Kennedy’s Disease (also known as Spinal Bulbar Muscular Atrophy, SBMA, or Kennedy's Syndrome is a rare adult-onset progressive neuro-muscular disease. It is caused by a mutation in the CAG Repeats that affects the function of the androgen receptor. Both the spinal and bulbar neurons are affected causing muscle weakness and wasting (atrophy) throughout the body which is most noticeable in the extremities (legs/arms), it is also noticeable in the face and throat, and can cause speech and swallowing difficulties, along with major muscle cramps as well as other symptoms.
When does a person first start seeing signs of the disease?
Symptoms usually beginning to appear in men between the ages of 30 and 50. However, onset has also been reported as early as in the teens and as late as the 60s.
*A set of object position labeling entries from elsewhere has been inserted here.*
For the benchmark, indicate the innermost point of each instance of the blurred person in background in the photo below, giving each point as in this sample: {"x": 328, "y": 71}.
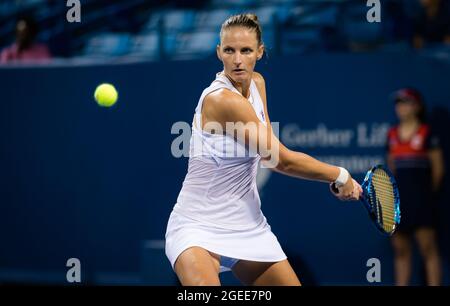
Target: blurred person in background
{"x": 25, "y": 48}
{"x": 432, "y": 25}
{"x": 415, "y": 158}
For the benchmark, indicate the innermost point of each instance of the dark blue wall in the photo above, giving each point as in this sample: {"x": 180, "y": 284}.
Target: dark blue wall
{"x": 77, "y": 180}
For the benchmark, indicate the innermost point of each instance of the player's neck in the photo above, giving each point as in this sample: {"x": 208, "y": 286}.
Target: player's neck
{"x": 242, "y": 87}
{"x": 410, "y": 123}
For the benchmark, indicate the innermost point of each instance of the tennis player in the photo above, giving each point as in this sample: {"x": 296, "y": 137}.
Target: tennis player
{"x": 217, "y": 223}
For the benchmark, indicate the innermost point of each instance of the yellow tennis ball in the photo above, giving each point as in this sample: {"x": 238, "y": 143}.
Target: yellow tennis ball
{"x": 106, "y": 95}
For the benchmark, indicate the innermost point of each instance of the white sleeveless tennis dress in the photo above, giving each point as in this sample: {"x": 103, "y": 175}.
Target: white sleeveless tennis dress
{"x": 218, "y": 207}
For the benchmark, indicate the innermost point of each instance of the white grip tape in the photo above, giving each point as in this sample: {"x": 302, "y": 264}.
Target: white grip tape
{"x": 342, "y": 178}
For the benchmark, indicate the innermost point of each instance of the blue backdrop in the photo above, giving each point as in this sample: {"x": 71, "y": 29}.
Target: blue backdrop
{"x": 93, "y": 183}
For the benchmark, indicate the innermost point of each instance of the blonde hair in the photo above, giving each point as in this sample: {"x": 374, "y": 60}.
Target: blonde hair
{"x": 249, "y": 21}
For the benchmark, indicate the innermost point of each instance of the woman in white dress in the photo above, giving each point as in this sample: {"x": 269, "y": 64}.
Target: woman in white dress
{"x": 217, "y": 223}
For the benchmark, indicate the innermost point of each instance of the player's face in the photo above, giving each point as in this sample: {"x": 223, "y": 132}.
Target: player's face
{"x": 406, "y": 109}
{"x": 239, "y": 50}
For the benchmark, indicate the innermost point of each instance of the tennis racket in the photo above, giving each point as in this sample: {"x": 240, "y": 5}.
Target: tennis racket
{"x": 381, "y": 198}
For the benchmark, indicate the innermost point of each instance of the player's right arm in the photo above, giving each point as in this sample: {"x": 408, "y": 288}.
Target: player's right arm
{"x": 224, "y": 106}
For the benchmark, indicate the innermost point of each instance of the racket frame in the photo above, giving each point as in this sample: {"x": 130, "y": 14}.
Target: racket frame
{"x": 367, "y": 192}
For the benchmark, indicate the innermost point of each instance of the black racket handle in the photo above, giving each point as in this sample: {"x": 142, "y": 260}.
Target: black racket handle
{"x": 334, "y": 188}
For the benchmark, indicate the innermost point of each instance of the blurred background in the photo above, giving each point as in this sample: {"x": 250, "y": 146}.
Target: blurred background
{"x": 98, "y": 184}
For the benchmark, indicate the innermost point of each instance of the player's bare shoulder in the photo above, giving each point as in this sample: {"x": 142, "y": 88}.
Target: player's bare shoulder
{"x": 220, "y": 101}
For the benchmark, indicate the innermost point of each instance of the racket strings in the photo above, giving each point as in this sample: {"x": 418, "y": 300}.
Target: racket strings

Who gets Kennedy’s Disease?
Kennedy's Disease is a genetic disease, passed on from generation to generation in a family. Follow this link for a chart reflecting the genetics of the disorder. Generally males who inherit the defective gene exhibit full symptoms, while females are carriers. Females may also exhibit some symptoms, but normally much later in life.
What are the symptoms?
Follow this following link for a list of most of the common symptoms: KD Symptoms
Why haven’t I heard of Kennedy’s Disease before?
Kennedy’s Disease is considered a ‘rare disorder’. It is estimated that only 1 in 40,000 individuals worldwide have this condition. However, many people go misdiagnosed or undiagnosed for years.